1. Identifying performance problems
Welcome back! In this last lesson, we'll discuss ways to identify and solve performance issues.
2. Resolving performance problems
Power BI has the ability to manage huge databases, and is usually pretty fast. But sometimes your end user could be waiting minutes for the visuals to load. It's important to know the good practices that help lighten the work carried out by the machine to make your reports as efficient as possible. The first step in handling user-reported slowness issues is identifying where the slowness presents.
3. Performance problems
There are a few places where things can go wrong. You might see slowness when importing data or querying a database via DirectQuery. Rendering the visuals could take longer than it should. Performance can also be impacted by the use of calculated versus computed columns. Lastly, inefficient relationships can cause slow performance.
There are other performance issues, but we won't focus on those in this course.
4. Optimizing data import
There are multiple things you can do to optimize data import.
The biggest one is to remove unnecessary rows and columns. If you have data which you know will not be used, it's best to delete it.
Choosing the correct data type is also important. Storing numeric data as numbers takes up less space than storing it as strings. Additionally, having to cast the data back to numeric later on can slow down performance.
Grouping and summarizing data can also improve performance when importing data because it means less data stored on disk and less work to get to aggregate results.
5. Optimizing Direct Query
Throughout this course, we have used the Import model to bring in data from CSV or Excel files. When working with databases, however, there is a second model: DirectQuery. Import stores all of the data in Power BI, whereas DirectQuery allows the Power BI to query the remote data source when needed.
When working with DirectQuery, the most important thing to keep in mind is that you want the database to be as fast as possible. One piece of advice is to limit the number of queries running in parallel.
One of the most common data sources for Power BI is a relational database management system. When using DirectQuery there, be sure to write efficient SQL queries and use appropriate indexes. The goal is to obtain from the database exactly the data necessary to solve a problem and no more.
6. Calculated versus computed columns
Calculated columns are written in DAX, whereas computed columns come from Power Query, written in the M language. Both allow you to build custom columns from data, but they can differ in terms of performance.
In general, computed columns are only slightly faster than simple calculated columns. However, computed columns can be considerably faster than complicated DAX queries when working with large datasets.

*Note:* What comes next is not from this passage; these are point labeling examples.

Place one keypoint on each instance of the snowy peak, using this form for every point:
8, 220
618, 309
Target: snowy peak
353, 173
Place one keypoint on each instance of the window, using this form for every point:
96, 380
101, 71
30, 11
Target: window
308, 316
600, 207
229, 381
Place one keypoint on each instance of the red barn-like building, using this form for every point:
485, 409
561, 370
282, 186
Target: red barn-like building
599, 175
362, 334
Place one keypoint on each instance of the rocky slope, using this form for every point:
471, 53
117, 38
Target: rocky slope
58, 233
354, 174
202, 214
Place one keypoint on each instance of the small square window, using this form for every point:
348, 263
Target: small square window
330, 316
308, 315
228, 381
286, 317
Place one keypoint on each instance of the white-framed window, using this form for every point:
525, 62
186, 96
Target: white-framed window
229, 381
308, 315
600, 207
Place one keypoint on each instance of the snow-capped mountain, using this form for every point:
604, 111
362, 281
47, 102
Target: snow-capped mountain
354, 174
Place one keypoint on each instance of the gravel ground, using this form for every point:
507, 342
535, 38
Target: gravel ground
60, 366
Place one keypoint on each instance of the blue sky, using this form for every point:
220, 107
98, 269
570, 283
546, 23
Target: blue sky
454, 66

This is because computed columns are generated at import time, meaning that they get built a single time. By contrast, calculated columns are generated per visual at runtime.
7. Removing bi-directional filtering using filter measures
Earlier, we looked at a use cases of bi-directional filtering; finding relevant slicer entries between dimensions.

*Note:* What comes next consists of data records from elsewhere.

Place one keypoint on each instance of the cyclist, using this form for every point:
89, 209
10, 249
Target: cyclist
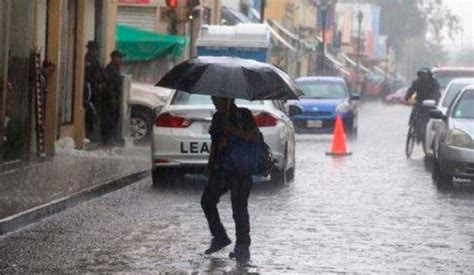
425, 87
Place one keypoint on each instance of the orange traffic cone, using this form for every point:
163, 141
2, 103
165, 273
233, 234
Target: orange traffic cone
339, 147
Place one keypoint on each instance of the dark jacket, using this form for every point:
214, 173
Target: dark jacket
240, 118
113, 87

Power BI offers an alternative since this type of relationship can be inefficient. We can create something called filter measures to avoid bi-directional relationships.
8. Removing bi-directional filtering using filter measures
Let's look at an example. We have two dimensions feeding into the summary statistics fact: Year and Geography. We want to display only the year and geography values which have appropriate values in the fact table. The filter measure, called Slicer_MyFactTable, will do that. Let's see how this works.
9. Removing bi-directional filtering using filter measures
We want to return the number 1 if conditions are met such that we have data in the fact table for a given value in a slicer.
To do this, we first create a simple DAX measure, which uses the ISEMPTY() function to determine if there are any values in the fact table. We want to get only cases in which the fact table is not empty for a given filter and then convert that to an integer using the INT() function. This will return 1 when we have at least one value and 0 when there are no values.
From there, we can add a visual filter to any dimensional slicer and show items only when the filter measure returns 1.
10. Displaying visuals
There are a few more tips which can help optimize performance for displaying visuals. First, use restrictive filters to minimize the number of data points which appear on visuals. Furthermore, limit the number of visuals which you see on a single page, as each of these visuals needs to load each time. Also, avoid slow custom visuals. Custom visual authors do the best they can to release high-quality code, but these visuals might not always be speedy.
11. Let's practice!
That's it! Make sure to keep these tips in mind if you're ever faced with slow reports. Time for practice!